## Explanation of the Code
1. Class Initialization:
- The __init__ method initializes epsilon for numerical stability and momentum to control the update rate for running statistics.
2. Parameter Initialization:
- The initialize_params method initializes the learnable parameters gamma (scaling factor) and beta (shift), as well as running_mean and running_var for inference.
3. Forward Pass (Normalization):
- If training=True, the batch mean and variance are calculated on the current batch.
These statistics are used to normalize the batch, and the running mean and variance are updated using momentum.
- If training=False, we use the running mean and variance accumulated during training for normalization.
- Finally, the normalized values are scaled by gamma and shifted by beta
4. Updating Parameters:
- The update_params method allows updating gamma and beta, which is useful in a training scenario with backpropagation.
5. Example Usage:
- We create a simulated batch of input data and apply the batch normalization during both training and inference phases to observe the differences.
Key Differences from TensorFlow's BatchNormalization
- Backpropagation and Parameter Updates: In a complete neural network training process, gamma and beta would be updated during backpropagation. This code does not include backpropagation; however, the update_params method could be connected to an optimizer.
- Momentum and Running Statistics: This example uses the momentum parameter to update running_mean and running_var, similar to TensorFlow's implementation, which uses these statistics during inference.
This custom BatchNormalization layer can be integrated into a larger neural network framework or used for experimentation.

In [53]:
import numpy as np

class BatchNormalization:
    def __init__(self, epsilon=1e-5, momentum=0.9):
        """
        Initializes the BatchNormalization layer.
        
        Parameters:
        - epsilon (float): Small constant to avoid division by zero.
        - momentum (float): Momentum for the running mean and variance.
        """
        self.epsilon = epsilon
        self.momentum = momentum
        self.gamma = None
        self.beta = None
        self.running_mean = None
        self.running_var = None

    def initialize_params(self, shape):
        """
        Initializes gamma and beta parameters, as well as running mean and variance.
        
        Parameters:
        - shape (tuple): Shape of the input data (features).
        """
        # Initialize scale (gamma) and shift (beta) parameters
        self.gamma = np.ones(shape)
        self.beta = np.zeros(shape)
        
        # Initialize running statistics for mean and variance
        self.running_mean = np.zeros(shape)
        self.running_var = np.ones(shape)

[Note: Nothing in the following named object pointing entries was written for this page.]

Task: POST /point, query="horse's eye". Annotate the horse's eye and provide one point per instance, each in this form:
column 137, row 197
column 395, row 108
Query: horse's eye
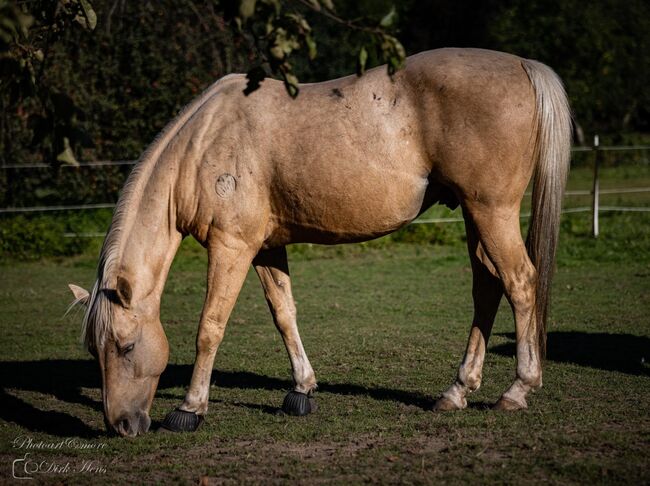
column 127, row 349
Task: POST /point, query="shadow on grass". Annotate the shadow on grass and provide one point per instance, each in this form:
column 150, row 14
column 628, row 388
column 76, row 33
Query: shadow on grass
column 624, row 353
column 64, row 380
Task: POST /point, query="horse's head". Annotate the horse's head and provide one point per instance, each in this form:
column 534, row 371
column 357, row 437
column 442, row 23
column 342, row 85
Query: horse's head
column 126, row 337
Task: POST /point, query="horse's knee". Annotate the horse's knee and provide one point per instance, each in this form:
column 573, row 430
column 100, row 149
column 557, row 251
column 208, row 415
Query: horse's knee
column 209, row 338
column 529, row 371
column 520, row 288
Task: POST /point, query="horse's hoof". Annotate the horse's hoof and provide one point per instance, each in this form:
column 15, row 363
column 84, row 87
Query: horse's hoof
column 298, row 404
column 181, row 421
column 507, row 405
column 445, row 405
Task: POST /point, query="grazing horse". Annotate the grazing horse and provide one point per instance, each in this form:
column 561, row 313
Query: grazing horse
column 348, row 160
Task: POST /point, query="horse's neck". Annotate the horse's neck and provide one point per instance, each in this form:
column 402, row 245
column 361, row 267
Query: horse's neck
column 148, row 238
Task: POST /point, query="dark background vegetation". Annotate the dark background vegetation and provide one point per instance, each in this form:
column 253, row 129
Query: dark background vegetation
column 110, row 90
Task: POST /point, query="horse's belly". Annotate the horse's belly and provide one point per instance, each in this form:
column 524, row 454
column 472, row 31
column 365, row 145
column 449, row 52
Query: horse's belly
column 348, row 208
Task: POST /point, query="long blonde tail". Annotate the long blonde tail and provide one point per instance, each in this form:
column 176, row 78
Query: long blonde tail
column 552, row 154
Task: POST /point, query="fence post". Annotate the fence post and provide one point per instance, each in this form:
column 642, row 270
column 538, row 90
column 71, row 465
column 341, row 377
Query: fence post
column 596, row 188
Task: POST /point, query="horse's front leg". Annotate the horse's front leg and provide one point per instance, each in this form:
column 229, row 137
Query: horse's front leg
column 487, row 290
column 273, row 269
column 228, row 263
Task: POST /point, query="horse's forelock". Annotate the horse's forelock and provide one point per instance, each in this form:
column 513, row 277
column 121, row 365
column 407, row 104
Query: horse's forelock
column 98, row 320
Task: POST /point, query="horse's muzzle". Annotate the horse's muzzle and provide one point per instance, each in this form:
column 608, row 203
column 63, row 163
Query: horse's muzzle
column 130, row 425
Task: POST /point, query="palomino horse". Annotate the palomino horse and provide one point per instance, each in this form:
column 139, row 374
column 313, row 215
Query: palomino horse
column 348, row 160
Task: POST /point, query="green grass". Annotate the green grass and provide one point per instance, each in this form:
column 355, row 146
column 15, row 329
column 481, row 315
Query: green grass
column 385, row 326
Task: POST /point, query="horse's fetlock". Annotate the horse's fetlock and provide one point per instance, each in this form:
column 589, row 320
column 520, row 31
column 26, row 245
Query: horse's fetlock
column 469, row 380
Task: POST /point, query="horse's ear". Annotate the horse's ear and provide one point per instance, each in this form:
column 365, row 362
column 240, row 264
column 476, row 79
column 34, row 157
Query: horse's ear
column 81, row 295
column 123, row 290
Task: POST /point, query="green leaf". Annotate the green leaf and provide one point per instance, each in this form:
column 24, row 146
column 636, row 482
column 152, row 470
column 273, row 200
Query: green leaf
column 362, row 60
column 291, row 84
column 67, row 156
column 246, row 9
column 89, row 13
column 311, row 45
column 389, row 18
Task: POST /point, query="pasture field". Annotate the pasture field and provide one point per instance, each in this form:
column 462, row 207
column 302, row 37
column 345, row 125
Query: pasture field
column 385, row 327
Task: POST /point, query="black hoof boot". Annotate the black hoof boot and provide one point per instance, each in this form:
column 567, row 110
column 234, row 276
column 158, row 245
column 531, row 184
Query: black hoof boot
column 298, row 404
column 181, row 421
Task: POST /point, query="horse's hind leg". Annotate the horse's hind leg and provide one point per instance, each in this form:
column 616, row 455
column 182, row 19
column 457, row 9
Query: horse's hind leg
column 500, row 235
column 273, row 269
column 228, row 262
column 486, row 292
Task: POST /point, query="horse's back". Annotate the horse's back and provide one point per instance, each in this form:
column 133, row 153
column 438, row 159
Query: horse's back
column 358, row 157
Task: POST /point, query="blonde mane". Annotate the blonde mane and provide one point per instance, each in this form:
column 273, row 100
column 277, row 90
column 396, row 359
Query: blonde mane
column 98, row 318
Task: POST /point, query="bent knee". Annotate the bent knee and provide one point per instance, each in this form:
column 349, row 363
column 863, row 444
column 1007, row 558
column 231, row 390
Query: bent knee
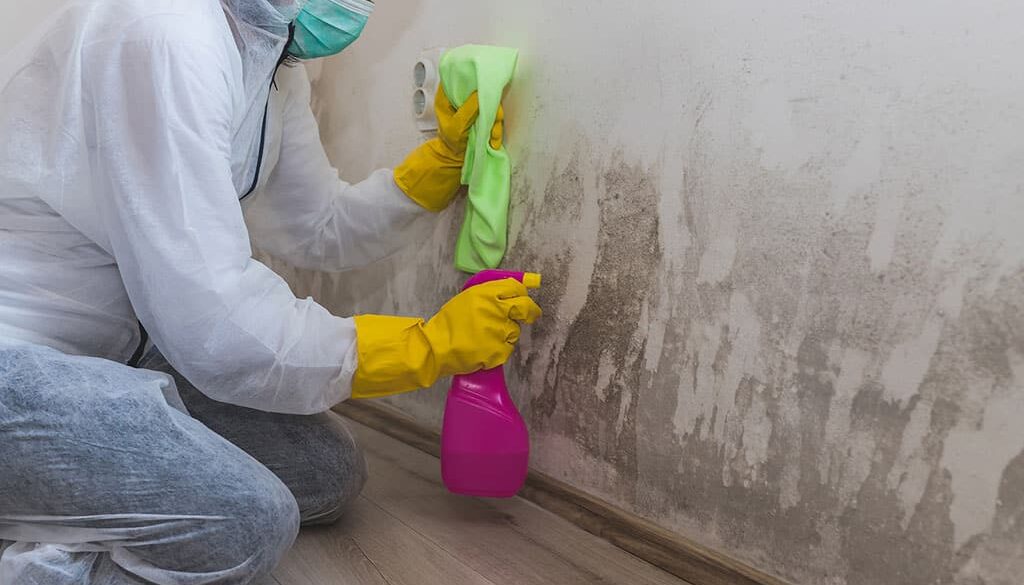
column 257, row 529
column 337, row 479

    def forward(self, X, training=True):
        """
        Applies batch normalization to the input data.
        
        Parameters:
        - X (np.array): Input data with shape (batch_size, features).
        - training (bool): Indicates whether to use batch statistics or running statistics.
        
        Returns:
        - np.array: The batch-normalized data.
        """
        # Initialize parameters if not done already
        if self.gamma is None or self.beta is None:
            self.initialize_params(X.shape[1:])

        if training:
            # Calculate batch mean and variance
            batch_mean = np.mean(X, axis=0)
            batch_var = np.var(X, axis=0)
            
            # Normalize the input
            X_norm = (X - batch_mean) / np.sqrt(batch_var + self.epsilon)
            
            # Update running mean and variance
            self.running_mean = self.momentum * self.running_mean + (1 - self.momentum) * batch_mean
            self.running_var = self.momentum * self.running_var + (1 - self.momentum) * batch_var
        else:
            # Use running statistics for inference
            X_norm = (X - self.running_mean) / np.sqrt(self.running_var + self.epsilon)
        
        # Scale and shift the normalized data
        out = self.gamma * X_norm + self.beta
        return out

    def update_params(self, gamma, beta):
        """
        Updates gamma and beta parameters for backpropagation.
        
        Parameters:
        - gamma (np.array): Learned scale parameter (of same shape as features).
        - beta (np.array): Learned shift parameter (of same shape as features).
        """
        self.gamma = gamma
        self.beta = beta



In [54]:
import tensorflow as tf
# Example input tensor
X = tf.random.normal((96,55, 55))

# Custom BatchNormalization layer
bn_custom = BatchNormalization()
output_custom = bn_custom.forward(X, training=True)
output_custom.shape


TensorShape([96, 55, 55])